Hey Glen, On May 12, 2007, at 9:39 PM, Glen Vickers wrote:
Someone please tell me what I’m missing. I need to get paid! lol
That's great, can we have some too? lol
Heres my resolv.conf search buddistpalm.net search sillumutah.com search sillumutah.net nameserver 192.168.1.10 nameserver 198.60.22.2 (ISP name server)
Are these two in agreement over the zone data? Do you have your own definitions for those domains in your own DNS, or does it just query the root servers for that like (I assume) your ISP's DNS would?

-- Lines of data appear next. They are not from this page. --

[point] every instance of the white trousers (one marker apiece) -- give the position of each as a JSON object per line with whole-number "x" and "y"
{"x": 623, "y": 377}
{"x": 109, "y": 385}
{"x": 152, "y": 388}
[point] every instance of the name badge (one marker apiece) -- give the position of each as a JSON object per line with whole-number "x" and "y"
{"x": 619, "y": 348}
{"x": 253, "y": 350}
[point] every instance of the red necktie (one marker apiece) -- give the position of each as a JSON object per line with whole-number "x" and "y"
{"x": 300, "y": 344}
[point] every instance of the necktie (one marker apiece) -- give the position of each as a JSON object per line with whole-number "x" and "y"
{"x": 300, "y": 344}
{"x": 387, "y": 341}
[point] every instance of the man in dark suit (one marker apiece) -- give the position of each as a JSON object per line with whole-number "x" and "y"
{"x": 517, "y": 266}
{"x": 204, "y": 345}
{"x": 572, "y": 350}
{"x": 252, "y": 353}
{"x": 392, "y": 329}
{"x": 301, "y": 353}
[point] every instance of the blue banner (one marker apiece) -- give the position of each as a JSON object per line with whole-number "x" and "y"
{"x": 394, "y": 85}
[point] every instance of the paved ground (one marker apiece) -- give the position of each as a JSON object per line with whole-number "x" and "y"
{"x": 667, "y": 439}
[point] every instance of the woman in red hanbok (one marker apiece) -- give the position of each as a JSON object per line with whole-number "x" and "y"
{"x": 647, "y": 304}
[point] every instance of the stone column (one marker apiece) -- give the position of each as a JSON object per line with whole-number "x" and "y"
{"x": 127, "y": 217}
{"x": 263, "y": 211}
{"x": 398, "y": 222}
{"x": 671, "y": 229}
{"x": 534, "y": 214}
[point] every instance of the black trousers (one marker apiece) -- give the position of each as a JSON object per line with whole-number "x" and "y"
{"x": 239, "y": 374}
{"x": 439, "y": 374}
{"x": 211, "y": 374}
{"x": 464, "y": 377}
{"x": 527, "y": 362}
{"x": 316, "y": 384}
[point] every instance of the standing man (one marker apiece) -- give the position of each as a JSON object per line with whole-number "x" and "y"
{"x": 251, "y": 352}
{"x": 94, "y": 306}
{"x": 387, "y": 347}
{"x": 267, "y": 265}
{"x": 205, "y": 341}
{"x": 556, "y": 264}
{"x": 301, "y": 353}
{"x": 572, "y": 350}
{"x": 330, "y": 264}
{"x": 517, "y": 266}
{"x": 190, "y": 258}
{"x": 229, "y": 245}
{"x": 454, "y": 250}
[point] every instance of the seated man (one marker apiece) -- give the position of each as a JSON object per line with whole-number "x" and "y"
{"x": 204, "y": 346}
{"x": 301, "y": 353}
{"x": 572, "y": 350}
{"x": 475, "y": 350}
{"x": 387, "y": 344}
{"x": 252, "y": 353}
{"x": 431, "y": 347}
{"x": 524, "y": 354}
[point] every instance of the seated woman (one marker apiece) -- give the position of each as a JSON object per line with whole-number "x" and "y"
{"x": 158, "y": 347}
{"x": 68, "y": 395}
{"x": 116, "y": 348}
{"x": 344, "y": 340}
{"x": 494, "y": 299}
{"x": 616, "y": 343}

From here: [sctemme@graymalkin] sctemme $ dig a buddistpalm.net. <..> ;; ANSWER SECTION: buddistpalm.net. 3582 IN CNAME shaolin.buddistpalm.net. shaolin.buddistpalm.net. 3582 IN A 199.104.125.190 <..> [sctemme@graymalkin] sctemme $ dig a sillumutah.com <..> ;; ANSWER SECTION: sillumutah.com. 3600 IN CNAME shaolin.sillumutah.com. shaolin.sillumutah.com. 3600 IN A 199.104.125.190 <..> sillumutah.net does not resolve.
Here’s my hosts file192.168.1.10 shaolin buddistpalm.net sillumutah.com sillumutah.net localhost.localdomain localhost
What has precedence on your client machine?Seems to work OK from here, if Sil Lum Utah is indeed a club of serious looking dudes in pajamas sporting hardware, and the other one has Tigger holding up an Under Construction sign.
Your Apache config looks good, although you didn't have to post the whole thing. The two VirtualHost declarations mean that all requests with a corresponding Host: header end up at the respective vhost, and requests that don't have a (matching) Host: header tend to land at the top one.
How the client got to your server is really between it and the DNS, or it and /etc/hosts if that has precedence. Apache has nothing to do with that, it just responds to whatever arrives on its doorstep, according to how the incoming requests express their destination (using the Host: header).